# CR1 SL x SL CD frameset



## bog trotter (Dec 27, 2004)

Hi,

does anyone know if the frameset on the 07' CR1 SL CD is *actually* the same (880g) as the one on the CR1 SL, or if it is the heavier one of the CR1 Pro and Team models?


----------



## roadboy (Apr 1, 2003)

According to scott it's the heavier pro model, we are a dealer and were confused when they came out as well, Scott said the CR1 SL with full dura ace was the only bike being offered with the 880 gram frame.


----------



## bog trotter (Dec 27, 2004)

Just got word from Nat at Scott USA and he confirmed that the 2008 CR1 SL frameset is the same as the CR1 Pro and Team.


----------



## cyclemanpat (May 9, 2007)

so what is the actual frame weight of a 2007 Scott CR1 SL in a size Small?

also....frame weight of the same frame in a 2008?

I heard the 2008's are heavier at 980 grams?


----------



## b24fsb (Dec 21, 2006)

all the 07 and 08 CR1 frames are 980g. SL, Pro, Team
any 06 and lower pro and team CR1 frame is 980g, 
any 06 and lower SL was 880g because it was made with higher end carbon
this is because the Addict came out in 07 and that frame was lighter 790g and was the new flagship model. Now the 07 CR1 SL and the 07 CR1 SL CD are the exact same frame and bike for that matter, the only difference is that the SL CD will not have DA cranks because they don't make a compact DA crank. well thats not counting DA 7900. 

so to sum it up 2007 CR1 SL has a 980g frame, a 2007 CR1 SL CD has a 980g frame but the bike as a whole will weigh a little more because it does not have a DA crank but instead has a ultegra compact crank, so a small is probably 16lbs without pedals.

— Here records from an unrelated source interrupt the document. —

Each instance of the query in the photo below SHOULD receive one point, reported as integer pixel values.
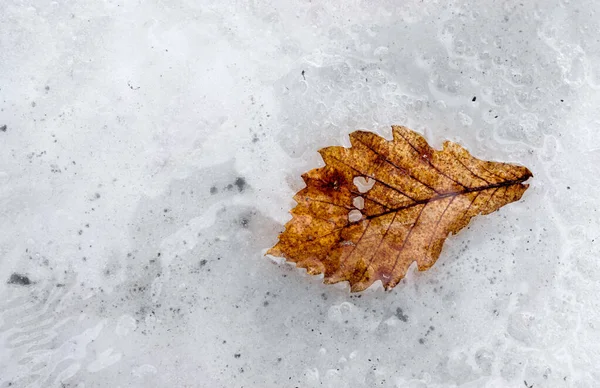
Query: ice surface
(149, 151)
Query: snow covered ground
(149, 152)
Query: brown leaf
(419, 196)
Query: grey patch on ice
(19, 279)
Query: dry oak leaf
(419, 196)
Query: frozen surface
(149, 151)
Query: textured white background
(152, 149)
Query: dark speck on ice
(21, 280)
(240, 183)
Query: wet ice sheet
(148, 158)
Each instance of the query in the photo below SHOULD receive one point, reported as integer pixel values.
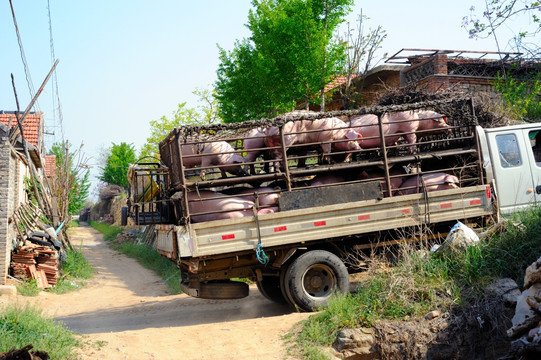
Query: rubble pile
(526, 322)
(36, 262)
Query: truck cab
(512, 160)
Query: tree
(497, 13)
(360, 54)
(205, 114)
(118, 161)
(289, 57)
(71, 183)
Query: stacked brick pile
(36, 262)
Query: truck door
(532, 141)
(510, 156)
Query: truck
(329, 208)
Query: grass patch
(28, 288)
(22, 326)
(109, 231)
(418, 283)
(145, 255)
(75, 271)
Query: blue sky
(125, 63)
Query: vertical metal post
(384, 154)
(477, 144)
(182, 178)
(284, 158)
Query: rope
(260, 254)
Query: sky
(124, 63)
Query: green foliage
(22, 326)
(72, 174)
(521, 97)
(290, 56)
(206, 113)
(416, 284)
(507, 13)
(28, 288)
(160, 128)
(116, 168)
(109, 232)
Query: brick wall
(8, 186)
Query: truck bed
(324, 222)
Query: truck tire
(269, 287)
(124, 216)
(313, 277)
(223, 290)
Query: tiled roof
(50, 165)
(31, 125)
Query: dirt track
(129, 308)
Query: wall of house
(8, 194)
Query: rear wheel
(313, 277)
(269, 287)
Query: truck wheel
(124, 216)
(269, 287)
(223, 290)
(313, 277)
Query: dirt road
(129, 308)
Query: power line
(54, 83)
(23, 57)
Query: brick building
(13, 170)
(428, 70)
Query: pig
(322, 132)
(432, 182)
(395, 177)
(266, 196)
(205, 201)
(255, 139)
(218, 153)
(422, 123)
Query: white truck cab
(512, 160)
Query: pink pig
(396, 177)
(420, 121)
(254, 145)
(432, 182)
(206, 201)
(319, 132)
(218, 153)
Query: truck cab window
(508, 150)
(535, 142)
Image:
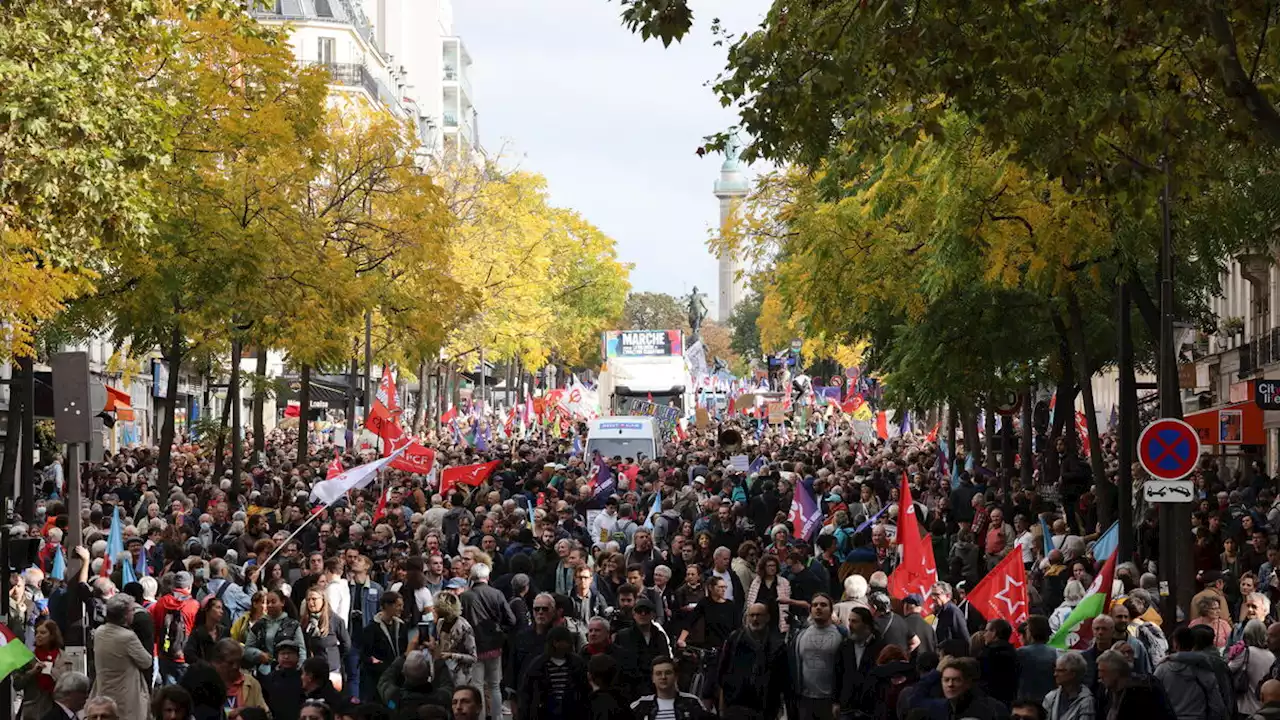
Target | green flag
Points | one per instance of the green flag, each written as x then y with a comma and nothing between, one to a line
13,654
1095,604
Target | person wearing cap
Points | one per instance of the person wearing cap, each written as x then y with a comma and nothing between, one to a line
283,686
638,647
174,616
913,615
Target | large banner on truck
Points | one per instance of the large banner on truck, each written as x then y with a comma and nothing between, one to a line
643,343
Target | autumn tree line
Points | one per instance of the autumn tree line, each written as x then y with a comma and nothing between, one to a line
967,186
173,180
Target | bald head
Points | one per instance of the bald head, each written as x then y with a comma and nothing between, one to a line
1270,692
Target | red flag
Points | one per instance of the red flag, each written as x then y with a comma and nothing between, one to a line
917,573
416,459
466,474
334,466
1002,593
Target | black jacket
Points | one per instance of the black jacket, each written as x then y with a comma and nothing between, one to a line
608,703
855,679
1000,671
333,646
490,616
636,657
535,689
688,707
753,674
283,693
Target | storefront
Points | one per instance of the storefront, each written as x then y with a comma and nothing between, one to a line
1235,432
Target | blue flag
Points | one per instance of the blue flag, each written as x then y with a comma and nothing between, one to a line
1047,534
654,510
1106,545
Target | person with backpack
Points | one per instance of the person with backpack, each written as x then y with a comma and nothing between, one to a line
1249,666
278,624
174,616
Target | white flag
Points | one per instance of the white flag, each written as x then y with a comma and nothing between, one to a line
329,491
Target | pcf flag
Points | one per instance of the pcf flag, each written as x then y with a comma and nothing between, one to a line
805,513
1002,593
329,491
471,475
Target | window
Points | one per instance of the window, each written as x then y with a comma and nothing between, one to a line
327,50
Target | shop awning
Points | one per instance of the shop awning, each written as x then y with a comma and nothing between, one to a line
1239,423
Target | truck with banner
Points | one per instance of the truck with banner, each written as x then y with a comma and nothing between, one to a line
645,367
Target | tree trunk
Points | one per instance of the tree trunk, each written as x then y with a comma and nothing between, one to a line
9,466
951,434
220,445
424,383
169,425
260,406
352,395
304,414
990,422
237,446
972,442
1027,468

just a reference my 07 CR1 Team 52cm is 15.5 
SRAM Red
ec90 zero seatpost
SLR XP seat
FSA K-wing 44cm bar
Reynolds Assault wheels
Conti GP 4000
Profile carbon cages
Look Keo carbon CrMO


----------



## sevencycle (Apr 23, 2006)

My X-Small 2006 CR1 SL frame is 858g. I ditched the HEAVY fork for a Look hsc5 352g.


just a reference my 06 CR1 SL is 13.4lbs. (was 10.9lbs)

Record carbon 10 shifters
Stronglight Pulsion Crankset 39x53 w/ 140g Steel BB
Dura Ace front & rear der.
Dura Ace custom Campy spaced 10 cassette 11x27
ZeroG Ti brakeset
Rolf Vigor SL wheelset / Conti clincher tires
Sintace 90mm 26.0 stem
Kestral SL carbon 26.0 h-bars
USE ailen post w/ SLR Carbon saddle
KMC SL chain
Eggbeater 4-Ti pedals (great road pedals)
Ti hardware
carbon cage 16g and never lost a bottle
Ti QR's
wireless computer


----------



## jpd4 (Oct 30, 2007)

*how will this affect warranty replacements?*



bog trotter said:


> Just got word from Nat at Scott USA and he confirmed that the 2008 CR1 SL frameset is the same as the CR1 Pro and Team.


If you have a 2007 CR1 SL which is 100g lighter and better carbon, and you get a warranty replacement, now you get a "downgraded" frame?


----------